With no roads in the park, it must be experienced by paddle or foot in the summer. Paddling is not for the faint of heart. The White River catches the northern corner of Pukaskwa, but the stretches upstream of the park have been compromised by hydro development. In the south, the Pukaskwa River is a wilderness whitewater river, but has a fairly narrow window when it is run with sufficient water flows in the late spring or early summer. In between is 135 km of Superior coastline that beckon the brave.

The backcountry paddling Trip Planner asks: are you prepared for primitive campsites, exposed waters, possibly being windblown for days? If the answer is yes, or even maybe, contact Naturally Superior Adventures for sea kayak rentals and guided trip options. The very experienced outfit also offers the coastal accommodation for those travelling to the park from points east, and will put together custom trips.

If you’d rather stay on land, there is a collection of day hikes available, but the real draw at Pukaskwa is the 60-km Coastal Hiking Trail. Consult the trip planner for route information, and contact the park for backcountry reservations and information on boat shuttles if you don’t want to do an out-and-back. Though with the trail being so spectacular, it’s hard to imagine a reason you wouldn’t want to retrace your steps.

Thousand Islands National Park, St. Lawrence River

The best way to explore the Thousand Islands National Park and the thousands of granite-lined channels that exist in this archipelago in the St. Lawrence River is by plying parts of the Thousand Islands Paddling Trail. It consists of nine interconnected day trips that link Kingston and Brockville. You can always combine them to go for a multi-day adventure. Docks, beaching sites, composting toilets and picnic tables are available on all serviced islands, with access points listed here. If you plan to camp out, make sure to make a reservation.

A favourite trip is the 20-km circumnavigation of Grenadier Island, complete with swimming beaches, vibrant marshes, interesting architecture, hiking trails, and even a shipwreck.

Man standing at the end of a dock fishing at twilight.
Pick your own pace.

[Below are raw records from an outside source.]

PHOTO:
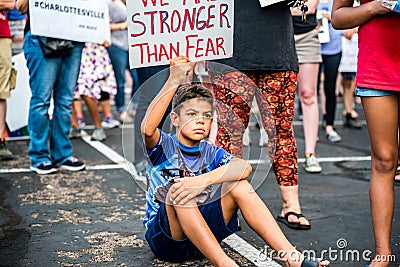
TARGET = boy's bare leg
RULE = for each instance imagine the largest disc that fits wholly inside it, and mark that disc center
(187, 221)
(242, 195)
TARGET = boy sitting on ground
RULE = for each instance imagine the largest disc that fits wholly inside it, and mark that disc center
(184, 220)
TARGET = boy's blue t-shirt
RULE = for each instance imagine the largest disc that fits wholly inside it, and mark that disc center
(171, 159)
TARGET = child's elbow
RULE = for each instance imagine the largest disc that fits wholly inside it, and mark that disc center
(145, 130)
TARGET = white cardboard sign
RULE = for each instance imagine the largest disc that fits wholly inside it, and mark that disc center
(76, 20)
(159, 30)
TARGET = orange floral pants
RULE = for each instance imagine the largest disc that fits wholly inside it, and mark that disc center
(275, 94)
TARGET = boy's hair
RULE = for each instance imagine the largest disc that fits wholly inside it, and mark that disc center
(186, 92)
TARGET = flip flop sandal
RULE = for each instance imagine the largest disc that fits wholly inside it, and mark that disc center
(293, 225)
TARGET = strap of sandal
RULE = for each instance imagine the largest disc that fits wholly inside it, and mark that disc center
(298, 215)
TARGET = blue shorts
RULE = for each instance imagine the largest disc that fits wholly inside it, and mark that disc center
(373, 92)
(164, 247)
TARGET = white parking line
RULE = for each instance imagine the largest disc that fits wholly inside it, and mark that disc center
(234, 241)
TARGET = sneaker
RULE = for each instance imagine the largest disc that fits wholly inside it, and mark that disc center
(246, 137)
(99, 135)
(44, 168)
(263, 138)
(74, 133)
(109, 123)
(5, 153)
(311, 165)
(72, 164)
(333, 136)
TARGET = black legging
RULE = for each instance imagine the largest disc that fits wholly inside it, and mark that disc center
(331, 67)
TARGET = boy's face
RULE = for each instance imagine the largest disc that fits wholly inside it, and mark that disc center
(193, 122)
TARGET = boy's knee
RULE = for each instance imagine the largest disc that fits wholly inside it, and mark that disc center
(238, 188)
(384, 164)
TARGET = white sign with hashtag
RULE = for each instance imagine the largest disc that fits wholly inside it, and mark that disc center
(76, 20)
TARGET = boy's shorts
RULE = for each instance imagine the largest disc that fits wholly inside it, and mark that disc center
(165, 248)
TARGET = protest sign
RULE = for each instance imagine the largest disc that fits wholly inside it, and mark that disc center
(76, 20)
(159, 30)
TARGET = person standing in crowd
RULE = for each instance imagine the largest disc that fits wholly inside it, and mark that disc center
(378, 85)
(95, 82)
(264, 66)
(348, 69)
(50, 77)
(5, 72)
(118, 52)
(17, 23)
(308, 50)
(331, 55)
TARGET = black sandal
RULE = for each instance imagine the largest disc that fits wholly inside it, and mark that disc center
(293, 225)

Photo: @janko_34

For service, advice, rentals, and guiding, get in touch with Thousand Islands Kayaking Company in Gananoque. They also keep a listing of area B&Bs, inns, motels, and camping spots. For accommodations and boat rentals, check out Misty Isles Lodge and Harmer’s Cottages, and to pick up a boat in Kingston go to Ahoy Rentals.

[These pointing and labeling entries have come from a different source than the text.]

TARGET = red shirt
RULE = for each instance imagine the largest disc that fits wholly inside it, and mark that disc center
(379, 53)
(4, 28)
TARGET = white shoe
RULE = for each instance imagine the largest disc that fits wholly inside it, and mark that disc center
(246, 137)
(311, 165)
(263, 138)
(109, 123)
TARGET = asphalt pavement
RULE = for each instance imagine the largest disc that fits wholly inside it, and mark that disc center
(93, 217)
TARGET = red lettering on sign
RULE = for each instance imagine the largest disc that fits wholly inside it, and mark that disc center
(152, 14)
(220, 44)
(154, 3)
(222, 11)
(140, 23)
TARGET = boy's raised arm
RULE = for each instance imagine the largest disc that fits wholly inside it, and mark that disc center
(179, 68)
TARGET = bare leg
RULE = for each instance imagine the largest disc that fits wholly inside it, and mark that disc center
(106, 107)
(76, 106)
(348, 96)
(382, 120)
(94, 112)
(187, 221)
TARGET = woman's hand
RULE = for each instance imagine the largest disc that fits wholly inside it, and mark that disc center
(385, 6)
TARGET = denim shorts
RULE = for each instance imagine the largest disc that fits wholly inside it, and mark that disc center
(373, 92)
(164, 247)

If you’d rather get a better view from higher up off the water, these boat tours all have their own routes and schedules: Gananoque Boat Line, Rockport Cruises, St. Lawrence Cruise Lines, 1,000 Islands Cruises, and 1000 Islands and Seaway Cruises

Rouge National Urban Park, Toronto

Rouge National Urban Park includes incredible natural, cultural, and agricultural landscapes that have amazing biodiversity. It has one of the region’s largest marshes, a Lake Ontario beach, Carolinian ecosystems, and more. There are lots of things to do: you can take an award-winning guided walk, paddle, go bird watching, cycling, fishing, or Learn-to Camp.

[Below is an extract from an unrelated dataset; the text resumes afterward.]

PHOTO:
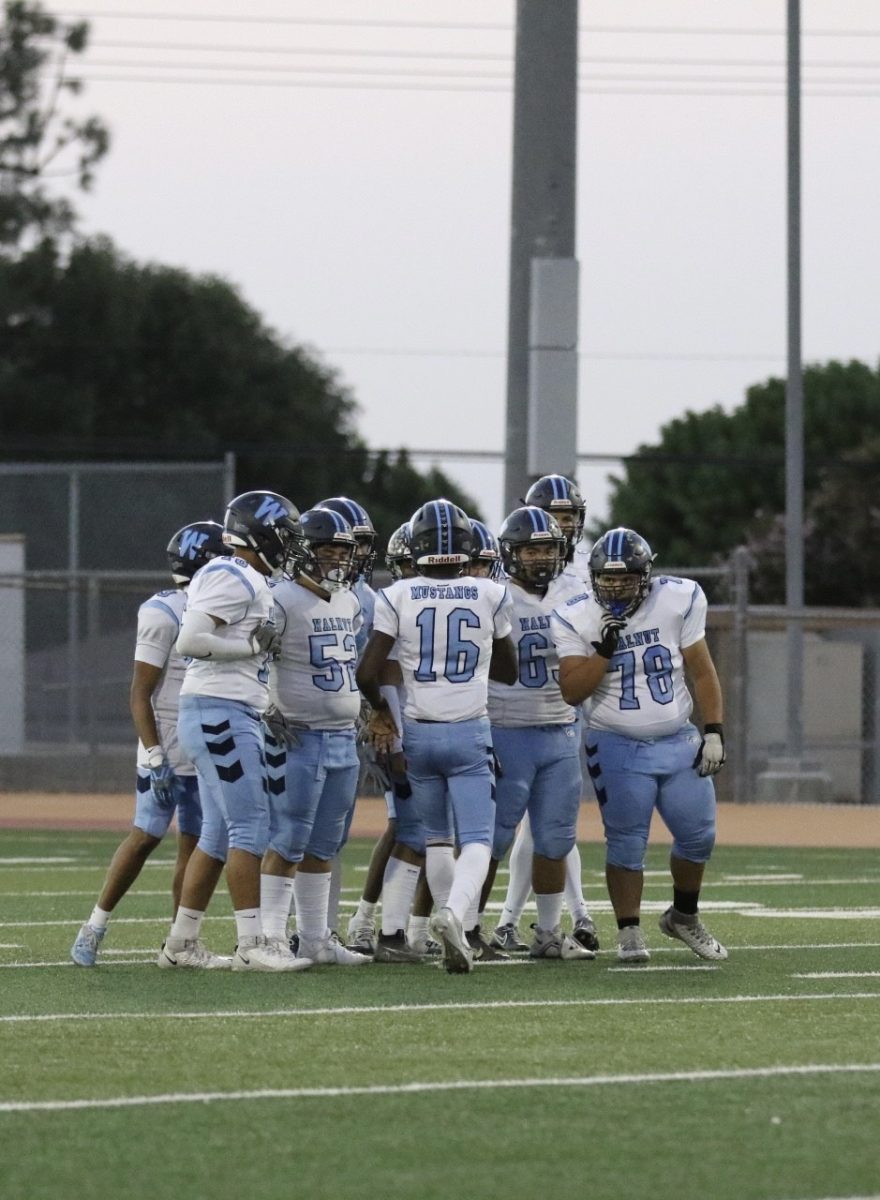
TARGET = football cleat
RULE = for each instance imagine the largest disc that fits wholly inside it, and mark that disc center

Discover iconic places with Parks Canada

Each Park is worth a visit, in fact many visits. If you purchase a Parks Canada Discovery Pass, you will have unlimited admission to Bruce Peninsula National Park, Georgian Bay Islands National Park, Point Pelee National Park, and Pukaskwa National Park as well as many other National Parks, Historic Sites, and Marine Conservation Areas in Ontario and across Canada.